Metal Gear Solid 3D: Snake Eater Review (Nintendo 3DS)

The Metal Gear Solid experience makes a mostly effective transition to Nintendo’s portable system.

People could argue for hours on end about which Metal Gear Solid game was the best.  Some would say that the original PS One release can’t be beat; others feel that Peace Walker was a significant move forward for the series; and some will even swear up and down about Sons of Liberty rocking hard, even with the odd inclusion of a nude Raiden.  However, most of the consensus believes that Snake Eater, the third chapter in the series, is truly significant, if only because it takes place in a different time, telling the story from a new point of view.  And if you somehow missed this story, you have another chance to catch it, this time on the Nintendo 3DS with Metal Gear Solid 3D: Snake Eater.

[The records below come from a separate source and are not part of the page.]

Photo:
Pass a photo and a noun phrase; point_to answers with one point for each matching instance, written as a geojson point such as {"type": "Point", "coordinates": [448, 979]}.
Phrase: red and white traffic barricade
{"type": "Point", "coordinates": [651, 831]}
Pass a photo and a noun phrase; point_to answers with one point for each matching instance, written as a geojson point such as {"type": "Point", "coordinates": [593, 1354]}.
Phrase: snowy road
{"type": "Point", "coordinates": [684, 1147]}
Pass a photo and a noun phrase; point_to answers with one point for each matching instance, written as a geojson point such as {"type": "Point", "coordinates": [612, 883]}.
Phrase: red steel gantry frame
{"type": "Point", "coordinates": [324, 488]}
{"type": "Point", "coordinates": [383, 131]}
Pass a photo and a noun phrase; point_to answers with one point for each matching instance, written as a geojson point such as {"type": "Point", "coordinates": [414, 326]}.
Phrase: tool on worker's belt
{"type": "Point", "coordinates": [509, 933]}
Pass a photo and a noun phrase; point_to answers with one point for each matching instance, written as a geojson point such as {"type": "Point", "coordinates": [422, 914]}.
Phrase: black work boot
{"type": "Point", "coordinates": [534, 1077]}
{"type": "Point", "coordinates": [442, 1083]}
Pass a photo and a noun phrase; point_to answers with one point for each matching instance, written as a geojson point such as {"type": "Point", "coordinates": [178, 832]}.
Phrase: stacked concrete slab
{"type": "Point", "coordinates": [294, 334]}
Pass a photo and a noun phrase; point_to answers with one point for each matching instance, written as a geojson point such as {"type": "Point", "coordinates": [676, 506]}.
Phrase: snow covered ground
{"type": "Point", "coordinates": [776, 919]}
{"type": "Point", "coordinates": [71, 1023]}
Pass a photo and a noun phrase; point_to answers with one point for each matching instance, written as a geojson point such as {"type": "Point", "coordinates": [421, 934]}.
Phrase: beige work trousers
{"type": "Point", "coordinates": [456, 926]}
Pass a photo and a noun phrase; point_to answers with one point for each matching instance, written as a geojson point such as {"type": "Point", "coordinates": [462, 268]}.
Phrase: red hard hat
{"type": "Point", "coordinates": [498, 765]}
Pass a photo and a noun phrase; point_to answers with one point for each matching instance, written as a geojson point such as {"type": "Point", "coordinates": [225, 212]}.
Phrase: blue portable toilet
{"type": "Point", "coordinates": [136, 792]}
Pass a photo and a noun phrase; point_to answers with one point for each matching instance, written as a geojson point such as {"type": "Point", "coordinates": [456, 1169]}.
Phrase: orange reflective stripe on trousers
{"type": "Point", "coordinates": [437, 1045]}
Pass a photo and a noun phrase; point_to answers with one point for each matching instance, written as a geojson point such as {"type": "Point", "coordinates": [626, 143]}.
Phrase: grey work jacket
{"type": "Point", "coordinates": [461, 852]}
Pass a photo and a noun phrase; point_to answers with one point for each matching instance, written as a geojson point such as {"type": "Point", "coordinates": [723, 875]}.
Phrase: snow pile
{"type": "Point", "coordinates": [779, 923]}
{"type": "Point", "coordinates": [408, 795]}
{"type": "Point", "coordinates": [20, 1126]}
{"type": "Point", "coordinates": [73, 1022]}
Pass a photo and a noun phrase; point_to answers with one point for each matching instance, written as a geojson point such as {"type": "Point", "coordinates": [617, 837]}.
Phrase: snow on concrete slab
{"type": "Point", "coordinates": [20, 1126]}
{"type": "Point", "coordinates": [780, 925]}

The story is roughly the same as before.  Instead of controlling Solid Snake, you’re instead placed in the shoes of an agent back in the 60’s by the name of Naked Snake.  His mission is free and clear – in order to prevent fallout that could lead to a nuclear war, he must eliminate someone known as The Boss, who in fact mentored him a while back.  But getting to her isn’t easy, as he must also deal with agents within her Cobra Unit, including The Fear, The Sorrow and, in a fight that many feel is one of Metal Gear’s biggest highlights, The End.  Yep, all of those moments have been thrown in here.

We’ve already seen reduxes of Snake Eater on other platforms, including Subsistence on the PlayStation 2 and Snake Eater’s inclusion in Metal Gear Solid HD Collection for Xbox 360 and PlayStation 3 last year.  But this version is different because, well, it’s portable, and it’s in 3D.  Konami has actually done a superb job cramming this game into the 3DS, and making it look just as crisp and detailed as the console versions.

But with that cramming comes certain limitations, mainly in pausing.  We found ourselves traveling and needing to find a save point for the game, but, unfortunately, between the cut scenes that can’t be skipped and the CODEC conversations that seem to drone on longer than we’d prefer, we ended up having to start the system back up and go back to the last starting point.  It would’ve been more convenient for Konami to throw in some kind of quick save feature, so we didn’t have to interrupt the experience or unnecessarily go through it again.